Is This It?
It’s easy to get sucked into one way of thinking, when you only live your life one way. Staying under one roof, with one partner. Hanging out with the same group of friends, or not hanging out with anyone at all. Having one job, or having no job. Picking the same foods from the same supermarket aisles. Experiencing a different sameness every weekend. The result of this is thinking that there’s only one definition of success, and that there’s only one method to the art of living. I begin to think that everyone else’s wants are my needs, and that their lack is my lack. I construct barriers for myself without realising. Isn’t this how society works? Isn’t this the correct roadmap for the rest of my life? I see many people going pass me on this path, so it has to be the one?
What is Normal?
This is one of the many reasons why I love travelling so much, despite my multitude of chronic illnesses which makes it a hindrance. It is the fastest and easiest way to re-open my mind, and realise that the possibilities of my future are endless. The first thing I always notice is how different their normal is. Setting foot onto a stranger’s territory brings about an instant awareness that there’s no such thing. I’m the alien with foreign ways here, and my concept of life puzzles them. Travelling unwinds the strings around my heart, and I float free. Ah, freedom, what a beautiful and fleeting sensation. While I could do this by myself back home, travel is a puff of pressure that propels this emotion forward.
Invoking Good Feelings on Bad Days
This got me thinking as to how I can recreate this feeling and be mindful of this fact when I’m back to the grind. It isn’t too hard, although it does take some time and courage. I could expand my group of friends, for example. We tend to hang out with those who think like us. This is great, but it also runs the risk of sealing ourselves within our small perspective bubble. We are unable to comprehend the lives of others of a different social status, nor they ours. But I also believe that as humans, we have the potential to adapt to almost anything when forced to, or given a chance. Sometimes, even we have no idea how we could lived the way we did before.

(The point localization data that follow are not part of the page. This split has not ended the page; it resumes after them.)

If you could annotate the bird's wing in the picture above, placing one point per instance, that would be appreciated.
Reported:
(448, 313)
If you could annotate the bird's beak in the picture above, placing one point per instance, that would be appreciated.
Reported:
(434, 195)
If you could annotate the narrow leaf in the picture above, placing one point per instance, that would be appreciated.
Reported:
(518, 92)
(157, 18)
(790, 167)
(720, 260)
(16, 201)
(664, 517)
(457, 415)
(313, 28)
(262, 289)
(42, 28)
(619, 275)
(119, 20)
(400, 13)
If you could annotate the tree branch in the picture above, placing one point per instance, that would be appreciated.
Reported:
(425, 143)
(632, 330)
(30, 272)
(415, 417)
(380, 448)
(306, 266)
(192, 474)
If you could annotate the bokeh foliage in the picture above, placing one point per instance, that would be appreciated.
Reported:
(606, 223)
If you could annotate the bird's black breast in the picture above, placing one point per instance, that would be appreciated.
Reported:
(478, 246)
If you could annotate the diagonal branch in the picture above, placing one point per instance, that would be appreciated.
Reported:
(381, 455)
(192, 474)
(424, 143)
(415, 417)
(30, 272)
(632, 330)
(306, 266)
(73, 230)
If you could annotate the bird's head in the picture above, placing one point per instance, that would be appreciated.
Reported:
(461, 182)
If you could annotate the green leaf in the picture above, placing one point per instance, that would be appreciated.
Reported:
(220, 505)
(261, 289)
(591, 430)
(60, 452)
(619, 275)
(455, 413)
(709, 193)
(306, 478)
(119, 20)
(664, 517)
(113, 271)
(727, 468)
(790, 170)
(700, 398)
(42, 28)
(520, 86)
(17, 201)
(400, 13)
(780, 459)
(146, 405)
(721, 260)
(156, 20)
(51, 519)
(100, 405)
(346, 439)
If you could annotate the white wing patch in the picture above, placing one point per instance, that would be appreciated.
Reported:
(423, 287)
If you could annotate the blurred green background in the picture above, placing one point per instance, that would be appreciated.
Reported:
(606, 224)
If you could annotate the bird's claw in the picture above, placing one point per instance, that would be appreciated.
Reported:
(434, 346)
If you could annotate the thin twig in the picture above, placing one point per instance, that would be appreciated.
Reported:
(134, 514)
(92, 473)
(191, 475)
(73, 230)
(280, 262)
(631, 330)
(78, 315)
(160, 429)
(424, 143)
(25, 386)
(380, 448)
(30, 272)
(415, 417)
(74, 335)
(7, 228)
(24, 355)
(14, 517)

Changing careers is a big move that also invokes this same realisation. You meet new people, take a different bus, or work on a different job scope. The routine may be similar, yet everything changes, too.
The Chronic Illness Mouse Trap
And for those of us with chronic illnesses who spend our days at home in pain, unable to work, cook or clean, this routine can feel terminal as well. Will we ever be like everyone else again? Which begs the question…who is ‘everyone else’? Do I mean my friend, ex-colleague, ex-lover, Paris Hilton, or a boy from the slums of Delhi? Perhaps I meant ‘every healthy person’, ‘from my country’. But as I have discovered, this is a defective and harmful way of thinking, because perfection exists only in my imagination.
Finding My Best New Normal Again (and Again)
Life is about uprooting and replanting. Sometimes by the gardener of life, and other times by stormy weather. But we can also choose to change our scenery; there is nothing stopping us but our belief that we can’t, or shouldn’t. Perhaps we’re afraid about what they’ll say, or we fear what may be. Routine, no matter how unstable, feels safe because we know how to deal with it. But guess what? We’ll know how to deal with a new way of living, too. And we’ll wonder then, how we could have lived the life we’re living right now.